Discriminant Analysis Triumphantly Ends Comparison of Classifiers
Finally, the last classifier. Will it be the best one at the end? Yes! Previous SVM classification will be replaced by a discriminant analysis model. Discriminant analysis in short: its principle is very similar to the naive Bayes approach - probabilities, statistics and optimization mixed up together.
The approach is the same as always: we will create a discriminant analysis model based on training data, then a reliability of the model will be tested on some samples. The graph is also the same as always, just the results differ. The tables compare reliability (when percentage of training data is 70 %) of all five classifiers and the computational times that MATLAB needs to create them. All data except the last results from dicriminat analysis models were mentioned in previous posts.
Mode | Clasification tree | k-nearest neighbors | Naive Bayes | Multiclass SVM | Discriminant analysis |
without optimization | 91.2 % | 73.4 % | 96.5 % | 96.6 % | 98.2 % |
'auto' optimization | 89.2 % | 94.9 % | 96.9 % | 97.4 % | 98.1 % |
'all' optimization | 90.9 % | 96.3 % | 97.2 % | 97.4 % | 98.3 % |
Mode | Time per one tree | Time per one k-NN | Time per one NB | Time per one SVM | Time per one DA |
without optimization | 0.01 s | 0.02 s | 0.03 s | 0.07 s | 0.02 s |
'auto' optimization | 46.3 s | 58.6 s | 97.2 s | 112.4 s | 50.7 s |
'all' optimization | 65.5 s | 94.3 s | 108.9 s | 145.6 s | 84.3 s |
Nice, the lines finally approach 100 % reliability. The mean values are around 98 %, but there is a lot of cases where the model returns exactly 100 % reliability. The only imperfection is that I’m not 100 % sure how it works. An unknown sample is somehow assigned to the class based on a probability.

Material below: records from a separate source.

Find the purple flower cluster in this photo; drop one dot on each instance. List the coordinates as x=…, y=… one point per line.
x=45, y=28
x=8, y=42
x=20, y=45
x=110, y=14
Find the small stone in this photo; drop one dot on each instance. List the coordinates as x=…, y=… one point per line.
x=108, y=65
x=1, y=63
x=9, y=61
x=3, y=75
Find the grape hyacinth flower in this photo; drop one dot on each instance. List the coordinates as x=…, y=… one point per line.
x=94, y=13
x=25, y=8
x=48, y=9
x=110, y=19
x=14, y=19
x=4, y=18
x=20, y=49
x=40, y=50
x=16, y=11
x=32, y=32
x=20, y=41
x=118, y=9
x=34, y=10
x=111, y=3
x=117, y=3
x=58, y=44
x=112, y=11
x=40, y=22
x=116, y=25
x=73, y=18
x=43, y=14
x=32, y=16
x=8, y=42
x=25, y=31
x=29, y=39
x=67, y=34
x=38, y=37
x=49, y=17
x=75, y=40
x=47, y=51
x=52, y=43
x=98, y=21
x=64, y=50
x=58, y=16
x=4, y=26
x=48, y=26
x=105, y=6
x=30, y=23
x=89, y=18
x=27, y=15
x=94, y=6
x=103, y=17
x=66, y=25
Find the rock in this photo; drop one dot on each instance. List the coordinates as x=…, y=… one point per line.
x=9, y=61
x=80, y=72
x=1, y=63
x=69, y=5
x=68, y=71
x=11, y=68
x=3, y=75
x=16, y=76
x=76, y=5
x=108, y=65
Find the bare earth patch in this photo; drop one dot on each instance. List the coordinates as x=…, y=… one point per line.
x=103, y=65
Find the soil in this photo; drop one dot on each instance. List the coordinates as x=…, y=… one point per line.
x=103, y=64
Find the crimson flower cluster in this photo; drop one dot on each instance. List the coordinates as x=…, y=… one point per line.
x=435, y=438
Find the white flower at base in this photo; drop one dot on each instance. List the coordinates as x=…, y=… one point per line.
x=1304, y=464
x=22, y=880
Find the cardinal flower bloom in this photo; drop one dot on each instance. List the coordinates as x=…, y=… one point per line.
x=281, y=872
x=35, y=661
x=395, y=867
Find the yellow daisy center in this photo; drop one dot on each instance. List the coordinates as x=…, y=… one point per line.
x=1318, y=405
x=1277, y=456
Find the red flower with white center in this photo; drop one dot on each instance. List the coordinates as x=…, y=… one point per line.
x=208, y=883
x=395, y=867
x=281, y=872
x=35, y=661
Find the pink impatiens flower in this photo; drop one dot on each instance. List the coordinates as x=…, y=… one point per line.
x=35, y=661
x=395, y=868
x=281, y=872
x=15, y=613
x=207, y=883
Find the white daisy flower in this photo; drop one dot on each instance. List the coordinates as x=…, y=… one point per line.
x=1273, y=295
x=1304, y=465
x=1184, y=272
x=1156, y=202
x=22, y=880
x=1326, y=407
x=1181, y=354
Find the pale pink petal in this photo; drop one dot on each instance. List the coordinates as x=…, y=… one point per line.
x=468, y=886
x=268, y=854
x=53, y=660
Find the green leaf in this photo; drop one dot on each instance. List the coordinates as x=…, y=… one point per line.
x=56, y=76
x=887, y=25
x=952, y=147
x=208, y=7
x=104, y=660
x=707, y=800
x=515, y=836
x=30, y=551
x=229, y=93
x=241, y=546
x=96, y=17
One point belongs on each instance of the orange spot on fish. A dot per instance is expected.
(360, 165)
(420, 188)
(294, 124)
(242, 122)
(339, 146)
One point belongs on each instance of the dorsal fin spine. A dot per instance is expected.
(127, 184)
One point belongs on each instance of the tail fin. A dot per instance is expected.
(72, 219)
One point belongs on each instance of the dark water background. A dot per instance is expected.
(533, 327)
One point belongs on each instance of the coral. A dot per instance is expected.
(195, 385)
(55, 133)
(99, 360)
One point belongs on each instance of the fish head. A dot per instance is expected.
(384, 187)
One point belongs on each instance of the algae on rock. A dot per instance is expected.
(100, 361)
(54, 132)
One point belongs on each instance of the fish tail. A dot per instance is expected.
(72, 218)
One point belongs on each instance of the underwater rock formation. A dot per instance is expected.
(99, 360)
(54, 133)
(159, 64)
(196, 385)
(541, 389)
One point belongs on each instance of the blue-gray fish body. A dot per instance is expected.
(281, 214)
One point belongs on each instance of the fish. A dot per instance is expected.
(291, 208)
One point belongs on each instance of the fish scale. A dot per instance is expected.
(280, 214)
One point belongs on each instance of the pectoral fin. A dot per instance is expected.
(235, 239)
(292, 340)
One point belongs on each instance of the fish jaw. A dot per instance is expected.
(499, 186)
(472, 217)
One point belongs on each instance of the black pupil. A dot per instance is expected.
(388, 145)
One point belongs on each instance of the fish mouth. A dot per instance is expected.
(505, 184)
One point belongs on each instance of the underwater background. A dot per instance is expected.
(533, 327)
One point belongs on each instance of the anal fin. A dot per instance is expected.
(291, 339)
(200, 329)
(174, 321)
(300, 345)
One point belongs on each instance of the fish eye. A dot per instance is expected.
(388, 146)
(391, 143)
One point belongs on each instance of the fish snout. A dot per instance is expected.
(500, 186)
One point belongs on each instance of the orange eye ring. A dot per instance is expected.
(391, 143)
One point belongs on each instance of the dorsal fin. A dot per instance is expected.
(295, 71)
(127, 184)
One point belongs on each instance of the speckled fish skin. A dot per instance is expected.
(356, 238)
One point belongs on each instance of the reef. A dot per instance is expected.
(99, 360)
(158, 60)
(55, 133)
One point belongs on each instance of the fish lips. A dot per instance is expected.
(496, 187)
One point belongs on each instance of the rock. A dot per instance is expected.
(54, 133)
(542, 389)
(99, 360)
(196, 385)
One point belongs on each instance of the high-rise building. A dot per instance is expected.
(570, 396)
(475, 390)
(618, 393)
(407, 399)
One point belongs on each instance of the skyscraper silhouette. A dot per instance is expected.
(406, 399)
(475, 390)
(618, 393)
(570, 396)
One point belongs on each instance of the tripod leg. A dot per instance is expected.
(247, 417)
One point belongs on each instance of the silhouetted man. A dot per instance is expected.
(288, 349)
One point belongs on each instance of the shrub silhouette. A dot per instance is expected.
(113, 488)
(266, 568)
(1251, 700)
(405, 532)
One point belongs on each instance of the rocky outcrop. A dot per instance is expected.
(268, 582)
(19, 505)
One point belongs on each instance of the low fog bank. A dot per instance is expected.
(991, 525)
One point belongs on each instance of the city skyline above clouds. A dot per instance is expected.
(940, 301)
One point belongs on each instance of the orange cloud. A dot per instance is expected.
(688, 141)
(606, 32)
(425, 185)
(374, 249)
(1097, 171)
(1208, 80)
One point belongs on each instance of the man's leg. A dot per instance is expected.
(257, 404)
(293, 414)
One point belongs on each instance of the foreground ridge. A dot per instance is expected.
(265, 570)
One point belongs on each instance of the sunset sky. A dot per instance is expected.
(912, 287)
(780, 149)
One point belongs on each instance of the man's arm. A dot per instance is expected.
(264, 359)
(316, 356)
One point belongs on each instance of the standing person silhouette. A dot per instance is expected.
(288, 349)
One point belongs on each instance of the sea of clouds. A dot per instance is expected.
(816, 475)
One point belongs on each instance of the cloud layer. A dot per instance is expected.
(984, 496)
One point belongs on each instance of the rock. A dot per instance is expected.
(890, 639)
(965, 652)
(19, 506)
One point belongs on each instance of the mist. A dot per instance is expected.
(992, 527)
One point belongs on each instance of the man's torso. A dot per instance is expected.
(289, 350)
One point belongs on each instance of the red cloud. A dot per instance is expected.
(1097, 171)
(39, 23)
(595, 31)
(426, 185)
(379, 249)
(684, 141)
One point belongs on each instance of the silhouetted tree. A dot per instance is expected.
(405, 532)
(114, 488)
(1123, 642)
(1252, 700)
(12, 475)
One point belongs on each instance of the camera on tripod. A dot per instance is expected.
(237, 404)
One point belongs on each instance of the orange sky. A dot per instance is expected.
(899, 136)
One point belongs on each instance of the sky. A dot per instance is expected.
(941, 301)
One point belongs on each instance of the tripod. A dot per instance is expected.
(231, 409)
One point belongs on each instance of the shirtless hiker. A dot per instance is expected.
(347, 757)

To sum-up everything I would like to compare all five classifiers at once. I chose the mode without optimization of hyperparameters, because in most cases it didn’t improve reliability of models anyhow; it only costs lots of time [1]. Then I could afford to increase the number of created models from 50 to 2500 (for each percentage of training data with step 10 %), and thereby increase accuracy. All data were standardized.
The result speaks for itself. Discriminant analysis is clearly the best, followed by naive Bayes. Poor trees, they have the nicest visualization, but being overcome by each classifier is not very pleasant for them. On the other hand, waiting for the results from optimized multiclass SVM classifiers tested my patience at most (I would like to remind once again, it was more than 32 hours). A final note, the results are valid only for this dataset, thus they can be different for other data. Then, testing classifiers on various datasets could be a next challenge.
1. I’m not saying that a hyperparameter optimization can’t be useful, just that it is not very suitable for the cases where thousands of models are needed ↩